Andai saja Nakobon mendengar perkataan Maja, Dirinya pasti sudah melayangkan Tendangan berputar andalannya ke muka Maja.

Maja cukup beruntung, posisinya berada di ujung pinggir rombongan, pemandangan sekitarnya terlihat cukup jelas.

'Setidaknya, aku memiliki banyak 'teman' seperjalanan' pikir Maja positif

Perjalanan kali ini, benar-benar perjalanan terakhirnya

Rombongan terus terbang di bawah gemerlapnya bintang, diiringi alunan seruling yang membawa ketenangan jiwa.

Maja sangat menikmati perjalalan terakhirnya. Hatinya dipenuhi rasa penasaran.

Tak lama kemudian, dari kejauhan terlihat sosok raksasa sedang duduk bersila di atas kumpulan awan.

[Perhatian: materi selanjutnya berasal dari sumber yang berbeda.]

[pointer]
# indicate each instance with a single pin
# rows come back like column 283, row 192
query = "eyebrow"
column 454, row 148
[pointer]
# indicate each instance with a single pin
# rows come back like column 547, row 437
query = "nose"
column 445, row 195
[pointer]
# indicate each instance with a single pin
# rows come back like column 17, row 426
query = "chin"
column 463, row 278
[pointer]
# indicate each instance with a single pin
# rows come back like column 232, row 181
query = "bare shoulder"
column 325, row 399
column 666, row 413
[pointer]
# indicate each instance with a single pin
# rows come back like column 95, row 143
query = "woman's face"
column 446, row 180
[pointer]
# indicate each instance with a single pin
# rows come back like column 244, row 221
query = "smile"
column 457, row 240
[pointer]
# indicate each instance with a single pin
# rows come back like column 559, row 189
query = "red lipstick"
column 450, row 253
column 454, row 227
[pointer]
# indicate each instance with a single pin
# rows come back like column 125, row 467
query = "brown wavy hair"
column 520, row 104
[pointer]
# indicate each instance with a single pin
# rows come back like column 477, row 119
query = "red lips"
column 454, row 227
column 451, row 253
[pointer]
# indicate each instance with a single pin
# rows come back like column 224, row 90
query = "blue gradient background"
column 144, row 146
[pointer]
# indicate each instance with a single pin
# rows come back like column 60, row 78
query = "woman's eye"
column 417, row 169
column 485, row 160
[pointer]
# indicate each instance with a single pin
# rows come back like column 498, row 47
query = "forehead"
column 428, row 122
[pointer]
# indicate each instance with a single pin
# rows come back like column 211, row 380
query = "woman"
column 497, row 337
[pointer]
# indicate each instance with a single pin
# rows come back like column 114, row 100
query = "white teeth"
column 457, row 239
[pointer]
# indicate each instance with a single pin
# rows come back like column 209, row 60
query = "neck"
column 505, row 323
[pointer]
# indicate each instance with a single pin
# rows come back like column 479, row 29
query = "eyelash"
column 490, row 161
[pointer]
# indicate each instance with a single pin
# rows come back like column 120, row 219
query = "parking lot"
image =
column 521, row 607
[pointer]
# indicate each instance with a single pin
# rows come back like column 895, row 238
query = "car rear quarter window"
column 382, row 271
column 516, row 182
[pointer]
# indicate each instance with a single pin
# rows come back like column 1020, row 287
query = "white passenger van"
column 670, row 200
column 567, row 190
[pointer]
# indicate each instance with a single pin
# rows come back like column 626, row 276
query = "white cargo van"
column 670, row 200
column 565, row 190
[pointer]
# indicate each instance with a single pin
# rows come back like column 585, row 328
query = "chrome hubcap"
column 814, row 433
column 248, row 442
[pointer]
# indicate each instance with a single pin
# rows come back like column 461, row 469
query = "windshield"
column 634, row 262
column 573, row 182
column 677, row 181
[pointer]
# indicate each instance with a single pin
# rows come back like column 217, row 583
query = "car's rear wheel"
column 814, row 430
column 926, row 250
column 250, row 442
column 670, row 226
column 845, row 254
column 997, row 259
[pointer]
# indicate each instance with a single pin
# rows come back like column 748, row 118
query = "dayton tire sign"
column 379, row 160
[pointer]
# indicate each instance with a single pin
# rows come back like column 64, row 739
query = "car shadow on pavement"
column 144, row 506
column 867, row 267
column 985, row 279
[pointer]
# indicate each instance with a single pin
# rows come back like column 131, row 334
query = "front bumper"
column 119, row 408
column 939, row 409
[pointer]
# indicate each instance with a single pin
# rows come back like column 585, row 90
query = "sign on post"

Sosok itu adalah seorang wanita!, Matanya tertutup, Rambut abu-abunya diikat seperti Konde. Bibir birunya terlihat sedang meniup sebuah seruling bambu berwarna hijau tua. Jubahnya yang berwarna hitam melayang-layang seperti ditiup angin semilir, menutupi kulitnya yang putih pucat seperti mayat.

'Utusan Dewa Kematian !!' Teriak Maja dalam hati

'Tidak salah lagi!, Mirip sekali seperti deskripsi dalam buku!' ungkapnya

Utusan dewa kematian, Perwakilan Dewa kematian yang bertugas membimbing ruh menuju alam reinkarnasi. Wujudnya bisa beragam dan berbagai jenis kelamin, Mereka tersebar ke berbagai penjuru alam semesta.

Berpindah tempat dari malam ke malam.

Malam hari memang waktu dimana pembatas antara dimensi ruh dengan alam reinkarnasi sedang dalam keadaan lemah.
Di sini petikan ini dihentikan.